Data science is a very popular phrase these days. When it comes to solving large scale data-driven problems, most experts agree that turning to data science to solve the issue is the current best practice. So, what exactly is this science, and why is it so successful these days? Let’s have a closer look. Let’s also have a look at how this issue relates to the pipeline industry.
Data Science is the new star in town
Data science is considered a new discipline in our science portfolio. Just as computer science evolved from pure math as computers were invented and became more powerful, data science makes use of the technology and know-how of other disciplines as well. The specific drive and movement, as well as the corresponding mindset and focus on this area, help introduce this new phrase to our common vocabulary and justify this discipline as being a new standalone science.
Data science utilizes the best capabilities and procedures from related traditional disciplines to develop new insights from the vast amounts of data that we humans tend to create and host these days.

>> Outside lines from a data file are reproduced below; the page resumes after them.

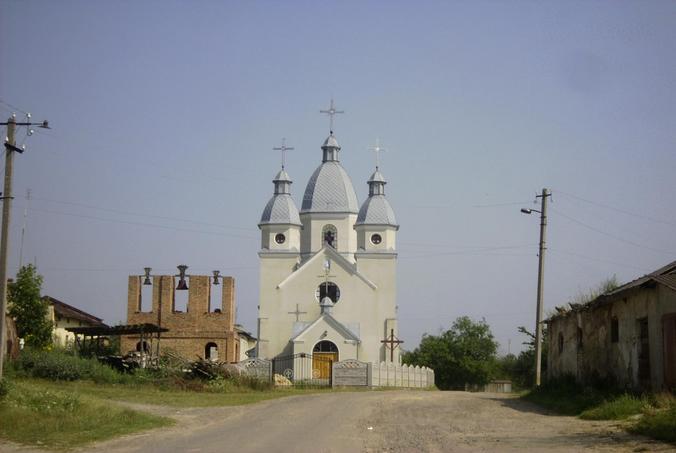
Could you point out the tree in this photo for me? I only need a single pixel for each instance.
(28, 308)
(464, 354)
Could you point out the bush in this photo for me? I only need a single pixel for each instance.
(658, 424)
(5, 387)
(619, 408)
(59, 365)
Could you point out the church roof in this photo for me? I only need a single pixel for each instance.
(332, 322)
(377, 177)
(282, 176)
(376, 210)
(330, 190)
(281, 209)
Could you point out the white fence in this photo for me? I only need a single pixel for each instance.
(393, 375)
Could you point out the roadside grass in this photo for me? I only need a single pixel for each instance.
(170, 396)
(650, 415)
(618, 408)
(48, 417)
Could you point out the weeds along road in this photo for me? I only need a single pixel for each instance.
(379, 421)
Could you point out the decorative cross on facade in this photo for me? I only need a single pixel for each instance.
(331, 112)
(297, 313)
(391, 342)
(326, 276)
(377, 149)
(283, 149)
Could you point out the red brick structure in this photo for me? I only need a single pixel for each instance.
(195, 332)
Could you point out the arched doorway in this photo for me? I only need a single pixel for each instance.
(211, 352)
(323, 355)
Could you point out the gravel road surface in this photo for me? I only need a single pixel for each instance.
(378, 421)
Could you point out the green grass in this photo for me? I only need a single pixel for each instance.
(40, 415)
(656, 414)
(618, 408)
(658, 424)
(151, 394)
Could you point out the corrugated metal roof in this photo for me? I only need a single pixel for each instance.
(68, 311)
(665, 275)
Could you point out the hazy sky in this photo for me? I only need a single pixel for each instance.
(164, 116)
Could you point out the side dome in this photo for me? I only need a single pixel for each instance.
(280, 210)
(330, 190)
(376, 210)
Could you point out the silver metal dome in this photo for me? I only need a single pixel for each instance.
(330, 190)
(281, 209)
(376, 210)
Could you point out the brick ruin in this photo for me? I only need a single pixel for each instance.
(199, 331)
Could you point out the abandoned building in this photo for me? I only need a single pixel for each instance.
(626, 336)
(64, 316)
(199, 316)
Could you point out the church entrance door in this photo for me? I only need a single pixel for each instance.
(324, 354)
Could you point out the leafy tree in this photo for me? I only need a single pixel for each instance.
(29, 309)
(464, 354)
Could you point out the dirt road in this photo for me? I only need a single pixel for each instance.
(380, 421)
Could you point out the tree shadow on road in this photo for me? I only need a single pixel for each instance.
(523, 405)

The success of this new scientific field is based on the human need for complexity of the systems we use today. After all, we are no longer able to master our complex world with pen and paper. Computers are no longer used to just speed up research and development and established processes, but are in fact needed to help us understand the essence of the oftentimes immense dimensional complexity of the systems we create for our benefit.
Data science relies heavily on mathematics and statistics, computer science, and software engineering as well as our knowledge and experience when it comes to problem-solving. Traditionally, these areas have always overlapped to some degree. The cooperation between technical specialists facing a problem and software engineers, for example, has in the past most often provided a clever software algorithm to solve that issue. Traditional research is the natural result when working closely with scientists. The development of artificial intelligence originated in the partnership between classical and computer science. The complexity of today’s systems no longer allows for easy decision-making when approaching an issue. Will computer science part be the solution? Is experience all that is needed? Or will the investigation require a very strict approach based on statistics?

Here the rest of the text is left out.